Here's some of what he says about extropes:
==========
There is some debate within Extropianism and
transhumanism about just how libertarian the movements are but
they believe in the Heinleinian concept of glorifying brain power. They
think that only a few people are smart enough and daring enough to
accept the Extropian challenge and they will be the ones who are
saved. The uninitiated, the retrograde Volk trapped by religious
superstition
and fear of the new, well, they will be left behind.
The Extropians were fully aware that some people found them
and their agenda funny, sometimes even scary, but Extropians
believed that, as the ultimate early adopters, they could help lead the
enlightened world into the bright sunshine of the future. Big declarations
about that future attracted some minor media interest to the
Extropians, partly because they made for an easy story. Writing
about them was like shooting fish in a barrel-the smart-alecky jokes
practically wrote themselves. Sexy Natasha, whose art had a sensual
bent, often displayed her form on web pages and in photographs.
Both she and Max believed in the ongoing perfectibility of the body
and, like many transhumanists, both were cryonicists. So journalists
played up the looniness of their ideas-Ha Ha-or the element of
narcissism in Max and Natasha's body building, supplement ingesting,
antiaging routines. Fittingly based out of their Marina del Rey
apartment in California, the Mecca of reinvention, they became the
very image of a southern California couple living just one block from
the sharpened edge of the continent, hanging on by their fingernails
to the last bit of transcendent American dream. But in person, as
long as you weren't talking about becoming posthuman, Max and
Natasha came off as a smart, fun, slightly bohemian couple with
unusual enthusiasms.
Other Extropians were a mixed bag. In general they had a tendency
to overestimate their intellectual prowess. A few could be
insufferable, regarding any challenge to their wildly optimistic
claims for technology as the result of childlike ignorance.
[...]
Extropians were constantly trying to create new memes.

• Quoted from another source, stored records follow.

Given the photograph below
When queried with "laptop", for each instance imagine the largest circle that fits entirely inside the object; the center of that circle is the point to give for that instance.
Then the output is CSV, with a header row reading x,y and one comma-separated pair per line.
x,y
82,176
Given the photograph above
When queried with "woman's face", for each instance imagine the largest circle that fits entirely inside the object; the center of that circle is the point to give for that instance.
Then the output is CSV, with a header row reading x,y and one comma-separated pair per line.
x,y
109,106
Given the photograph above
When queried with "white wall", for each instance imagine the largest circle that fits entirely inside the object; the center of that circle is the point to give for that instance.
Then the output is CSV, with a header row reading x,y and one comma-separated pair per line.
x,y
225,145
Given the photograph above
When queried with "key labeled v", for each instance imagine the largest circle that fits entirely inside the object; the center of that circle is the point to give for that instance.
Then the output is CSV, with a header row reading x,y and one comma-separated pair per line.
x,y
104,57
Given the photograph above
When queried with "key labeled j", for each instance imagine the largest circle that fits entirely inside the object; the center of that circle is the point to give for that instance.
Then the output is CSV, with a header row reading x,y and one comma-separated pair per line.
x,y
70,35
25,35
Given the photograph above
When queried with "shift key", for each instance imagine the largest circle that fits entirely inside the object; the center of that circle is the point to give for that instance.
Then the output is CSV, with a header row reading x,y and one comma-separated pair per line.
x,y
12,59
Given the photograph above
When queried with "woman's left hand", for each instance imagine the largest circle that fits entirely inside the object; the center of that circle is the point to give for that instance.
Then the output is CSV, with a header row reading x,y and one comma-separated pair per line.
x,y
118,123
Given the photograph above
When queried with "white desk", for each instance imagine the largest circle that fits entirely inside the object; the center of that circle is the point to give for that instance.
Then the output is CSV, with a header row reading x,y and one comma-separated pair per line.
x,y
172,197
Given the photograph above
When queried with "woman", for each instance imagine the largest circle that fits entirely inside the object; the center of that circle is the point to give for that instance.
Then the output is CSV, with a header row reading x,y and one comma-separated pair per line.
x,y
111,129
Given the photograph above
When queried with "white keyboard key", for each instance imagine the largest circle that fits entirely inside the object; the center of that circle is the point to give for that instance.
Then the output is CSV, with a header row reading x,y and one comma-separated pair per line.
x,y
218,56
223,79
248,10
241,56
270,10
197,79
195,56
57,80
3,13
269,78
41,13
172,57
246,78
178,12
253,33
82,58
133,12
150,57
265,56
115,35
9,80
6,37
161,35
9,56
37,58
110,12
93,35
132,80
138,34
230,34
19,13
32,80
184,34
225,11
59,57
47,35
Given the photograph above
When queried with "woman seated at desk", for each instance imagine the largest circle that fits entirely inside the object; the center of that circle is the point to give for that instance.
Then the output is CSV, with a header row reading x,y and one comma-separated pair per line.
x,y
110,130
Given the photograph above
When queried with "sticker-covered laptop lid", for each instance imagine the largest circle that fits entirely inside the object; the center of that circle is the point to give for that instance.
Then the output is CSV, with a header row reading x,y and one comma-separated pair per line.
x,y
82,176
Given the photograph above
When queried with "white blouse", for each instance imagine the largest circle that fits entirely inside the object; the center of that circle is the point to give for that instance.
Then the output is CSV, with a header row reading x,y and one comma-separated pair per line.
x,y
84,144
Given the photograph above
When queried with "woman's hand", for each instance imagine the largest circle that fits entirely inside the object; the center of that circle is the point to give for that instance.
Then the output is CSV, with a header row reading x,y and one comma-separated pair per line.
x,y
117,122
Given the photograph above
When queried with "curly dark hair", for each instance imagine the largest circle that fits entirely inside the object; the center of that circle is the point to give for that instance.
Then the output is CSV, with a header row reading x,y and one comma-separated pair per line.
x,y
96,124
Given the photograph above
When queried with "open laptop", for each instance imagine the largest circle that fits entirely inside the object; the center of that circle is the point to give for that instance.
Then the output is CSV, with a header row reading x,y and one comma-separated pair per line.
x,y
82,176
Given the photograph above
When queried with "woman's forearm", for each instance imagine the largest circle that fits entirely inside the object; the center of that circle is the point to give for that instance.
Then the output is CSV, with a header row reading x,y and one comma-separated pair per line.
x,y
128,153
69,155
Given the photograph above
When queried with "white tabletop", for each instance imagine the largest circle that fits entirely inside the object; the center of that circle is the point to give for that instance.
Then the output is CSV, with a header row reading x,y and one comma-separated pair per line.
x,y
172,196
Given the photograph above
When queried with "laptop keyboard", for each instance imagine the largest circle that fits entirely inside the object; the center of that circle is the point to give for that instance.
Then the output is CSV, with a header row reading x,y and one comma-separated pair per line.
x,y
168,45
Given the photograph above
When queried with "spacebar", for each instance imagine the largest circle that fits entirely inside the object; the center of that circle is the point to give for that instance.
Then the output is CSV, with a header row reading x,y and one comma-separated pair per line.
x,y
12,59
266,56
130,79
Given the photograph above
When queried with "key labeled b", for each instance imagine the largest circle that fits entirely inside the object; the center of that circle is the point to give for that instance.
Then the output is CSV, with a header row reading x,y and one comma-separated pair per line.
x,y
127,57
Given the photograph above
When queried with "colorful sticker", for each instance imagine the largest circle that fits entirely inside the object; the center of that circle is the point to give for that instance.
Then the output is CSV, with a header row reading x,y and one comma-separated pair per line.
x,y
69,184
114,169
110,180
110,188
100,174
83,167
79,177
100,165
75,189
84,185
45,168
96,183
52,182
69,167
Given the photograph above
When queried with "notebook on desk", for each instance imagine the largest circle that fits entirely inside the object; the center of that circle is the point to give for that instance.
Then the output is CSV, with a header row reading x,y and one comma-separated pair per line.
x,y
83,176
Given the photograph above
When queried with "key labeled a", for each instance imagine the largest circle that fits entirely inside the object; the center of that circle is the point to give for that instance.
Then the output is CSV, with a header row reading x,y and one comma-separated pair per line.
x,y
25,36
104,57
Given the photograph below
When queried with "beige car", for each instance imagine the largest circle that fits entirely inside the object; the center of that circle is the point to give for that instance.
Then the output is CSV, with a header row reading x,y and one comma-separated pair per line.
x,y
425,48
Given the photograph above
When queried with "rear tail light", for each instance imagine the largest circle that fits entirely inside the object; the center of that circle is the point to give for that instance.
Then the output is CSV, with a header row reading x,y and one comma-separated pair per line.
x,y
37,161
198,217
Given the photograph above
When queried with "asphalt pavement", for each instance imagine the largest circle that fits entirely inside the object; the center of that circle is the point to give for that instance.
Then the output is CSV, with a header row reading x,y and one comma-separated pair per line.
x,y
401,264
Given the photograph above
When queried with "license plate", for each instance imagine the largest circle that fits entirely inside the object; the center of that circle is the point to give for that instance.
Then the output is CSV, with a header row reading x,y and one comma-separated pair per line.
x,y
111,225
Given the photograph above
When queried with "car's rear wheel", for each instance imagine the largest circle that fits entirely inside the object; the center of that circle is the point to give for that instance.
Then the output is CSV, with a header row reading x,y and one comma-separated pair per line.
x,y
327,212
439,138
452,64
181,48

They wanted the language of immortality, human transformation,
and extreme self-determination to become ingrained values around
the world, but the Extropians did not make their job any easier with
that name and its space-cadet ring, and their insistence on saying
things that made other people uncomfortable, Nietzschean-sounding
pronouncements about metabrains and ultra humans and the
ascendance of the intelligent. It sometimes sounded as if they were
plotting a future world in which they could take revenge on every
jock who ever made fun of the smart kids.